Settings

Theme

A better approach to determining gender from a first name

genderize.io

27 points by Stromgren 12 years ago · 62 comments

Reader

AndrewDucker 12 years ago

Please just don't.

There is no point antagonising people by guessing information about them wrongly - particularly if it's something they've become sensitised to by it occurring frequently.

If you need to know someone's gender (and largely, you don't), then ask them.

  • vdaniuk 12 years ago

    It certainly doesn't have to be user facing. Gender may be used to make user behavior modeling or prediction more accurate.

    • AndrewDucker 12 years ago

      Fair point. For aggregate statistical analysis this may well be useful.

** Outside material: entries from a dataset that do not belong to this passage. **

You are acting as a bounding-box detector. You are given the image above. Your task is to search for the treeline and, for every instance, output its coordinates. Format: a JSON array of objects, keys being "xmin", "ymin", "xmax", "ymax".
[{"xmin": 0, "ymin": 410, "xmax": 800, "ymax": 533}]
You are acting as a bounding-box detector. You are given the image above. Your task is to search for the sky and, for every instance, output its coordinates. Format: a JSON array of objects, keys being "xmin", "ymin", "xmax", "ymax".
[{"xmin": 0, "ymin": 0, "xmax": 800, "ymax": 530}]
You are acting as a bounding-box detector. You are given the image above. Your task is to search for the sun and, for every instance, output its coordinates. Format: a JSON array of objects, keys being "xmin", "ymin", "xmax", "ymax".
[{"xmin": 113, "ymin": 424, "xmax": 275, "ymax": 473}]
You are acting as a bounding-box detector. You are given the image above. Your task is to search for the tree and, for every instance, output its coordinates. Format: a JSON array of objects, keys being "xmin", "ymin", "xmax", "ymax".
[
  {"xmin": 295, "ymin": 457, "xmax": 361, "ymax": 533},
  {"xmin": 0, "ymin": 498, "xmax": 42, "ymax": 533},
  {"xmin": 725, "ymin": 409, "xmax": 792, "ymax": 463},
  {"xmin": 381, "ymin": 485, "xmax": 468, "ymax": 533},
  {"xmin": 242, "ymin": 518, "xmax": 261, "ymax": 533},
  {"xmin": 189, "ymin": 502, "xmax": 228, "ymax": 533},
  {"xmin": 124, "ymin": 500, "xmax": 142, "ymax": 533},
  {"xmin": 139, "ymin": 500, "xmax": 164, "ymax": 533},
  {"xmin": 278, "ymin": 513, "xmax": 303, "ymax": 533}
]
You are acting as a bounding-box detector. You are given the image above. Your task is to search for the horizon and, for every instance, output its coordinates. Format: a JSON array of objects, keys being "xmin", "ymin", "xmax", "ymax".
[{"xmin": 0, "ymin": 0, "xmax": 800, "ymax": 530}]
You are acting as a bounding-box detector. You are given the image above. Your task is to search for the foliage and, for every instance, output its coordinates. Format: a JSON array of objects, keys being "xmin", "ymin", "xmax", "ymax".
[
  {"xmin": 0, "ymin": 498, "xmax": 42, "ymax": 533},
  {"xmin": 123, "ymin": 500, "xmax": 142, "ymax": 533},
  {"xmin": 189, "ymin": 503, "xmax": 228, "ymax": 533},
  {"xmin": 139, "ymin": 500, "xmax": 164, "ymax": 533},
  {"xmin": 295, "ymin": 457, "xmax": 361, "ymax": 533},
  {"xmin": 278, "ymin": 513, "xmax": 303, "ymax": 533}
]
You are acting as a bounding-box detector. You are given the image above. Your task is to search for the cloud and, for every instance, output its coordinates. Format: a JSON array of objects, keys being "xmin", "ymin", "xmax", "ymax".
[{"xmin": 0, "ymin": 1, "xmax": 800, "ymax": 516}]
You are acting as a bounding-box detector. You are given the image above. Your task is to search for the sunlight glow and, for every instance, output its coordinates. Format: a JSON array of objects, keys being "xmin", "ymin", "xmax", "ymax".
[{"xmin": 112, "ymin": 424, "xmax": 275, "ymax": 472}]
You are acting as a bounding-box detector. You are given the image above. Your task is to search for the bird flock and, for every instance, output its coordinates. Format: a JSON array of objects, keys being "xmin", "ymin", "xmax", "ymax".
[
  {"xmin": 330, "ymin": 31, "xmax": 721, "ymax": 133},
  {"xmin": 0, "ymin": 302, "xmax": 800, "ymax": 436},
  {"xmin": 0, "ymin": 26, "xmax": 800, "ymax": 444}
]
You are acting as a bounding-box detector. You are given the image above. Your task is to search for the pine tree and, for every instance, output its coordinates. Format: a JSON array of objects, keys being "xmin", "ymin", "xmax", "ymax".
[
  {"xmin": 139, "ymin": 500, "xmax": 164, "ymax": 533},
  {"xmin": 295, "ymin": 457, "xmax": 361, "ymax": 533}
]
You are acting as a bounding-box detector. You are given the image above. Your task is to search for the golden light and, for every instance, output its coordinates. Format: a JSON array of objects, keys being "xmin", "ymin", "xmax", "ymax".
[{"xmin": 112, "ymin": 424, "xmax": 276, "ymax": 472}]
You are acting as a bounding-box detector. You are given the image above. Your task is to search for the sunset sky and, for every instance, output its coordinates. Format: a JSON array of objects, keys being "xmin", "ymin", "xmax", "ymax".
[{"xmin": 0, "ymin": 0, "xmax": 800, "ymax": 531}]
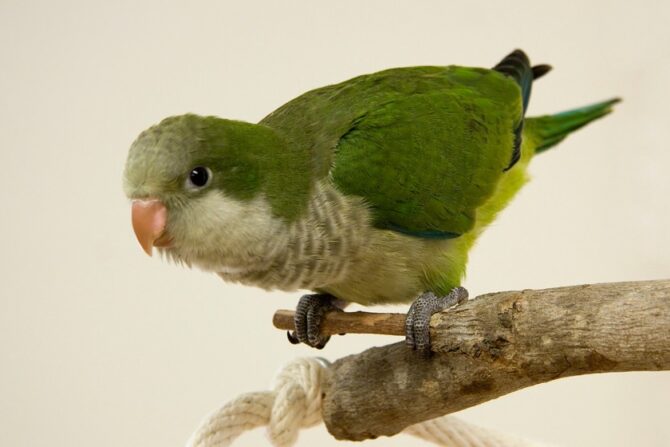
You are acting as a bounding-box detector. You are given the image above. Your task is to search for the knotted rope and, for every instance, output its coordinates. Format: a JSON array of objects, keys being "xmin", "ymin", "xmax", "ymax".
[{"xmin": 187, "ymin": 358, "xmax": 537, "ymax": 447}]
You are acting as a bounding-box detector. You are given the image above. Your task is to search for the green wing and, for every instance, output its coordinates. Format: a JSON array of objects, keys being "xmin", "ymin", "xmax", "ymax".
[
  {"xmin": 331, "ymin": 68, "xmax": 522, "ymax": 238},
  {"xmin": 261, "ymin": 66, "xmax": 523, "ymax": 238}
]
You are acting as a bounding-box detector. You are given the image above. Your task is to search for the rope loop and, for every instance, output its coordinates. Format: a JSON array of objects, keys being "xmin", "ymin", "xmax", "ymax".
[{"xmin": 186, "ymin": 358, "xmax": 537, "ymax": 447}]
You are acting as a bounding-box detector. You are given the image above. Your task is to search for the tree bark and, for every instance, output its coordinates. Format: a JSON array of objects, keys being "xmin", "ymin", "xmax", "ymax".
[{"xmin": 292, "ymin": 280, "xmax": 670, "ymax": 441}]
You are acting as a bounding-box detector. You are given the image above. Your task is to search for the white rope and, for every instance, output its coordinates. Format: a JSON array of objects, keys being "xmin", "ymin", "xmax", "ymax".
[{"xmin": 187, "ymin": 358, "xmax": 548, "ymax": 447}]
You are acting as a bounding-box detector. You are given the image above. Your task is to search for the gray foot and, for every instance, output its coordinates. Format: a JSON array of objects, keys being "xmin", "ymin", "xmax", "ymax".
[
  {"xmin": 286, "ymin": 294, "xmax": 342, "ymax": 349},
  {"xmin": 405, "ymin": 287, "xmax": 468, "ymax": 356}
]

      • jonahx 12 years ago

        I would think this would be by far it's most likely use case. It was the first thing I thought of when I saw the link.

  • sambeau 12 years ago

    It also assumes two distinct genders which is a fallacy.

  • spuz 12 years ago

    It doesn't necessarily need to be 100% accurate to be useful. For example, you might use something like this to choose the gender of randomly generated NPCs in a game. In that case, it probably doesn't matter that the gender of names is always correct but it would add to the realism if it was. I'm not sure why you would generate a NPCs from a single list of names rather than one of male and one of female names but I'm sure there are other examples of problems where this kind of service could work well.

  • Kiro 12 years ago

    Think outside the box. This has many other use cases.

    • eksith 12 years ago

      This is not thinking outside the box. This is painting the interior of the box with refractive ink and calling it innovative.

  • hartror 12 years ago

    This. A thousand times this.

marijn 12 years ago

> {"name":"marijn","gender":"female","probability":"1.00","count":1}

Except, of course, that I am male. My name is used for both genders. The thing completely failed on a few other ambiguous names I tried. I'll second AndrewDucker's opinion—just don't.

  • ronaldx 12 years ago

    This result is really saying that 1 out of 1 tested Marijns are female - since they have only tested one Marijn, you should consider the result in this light.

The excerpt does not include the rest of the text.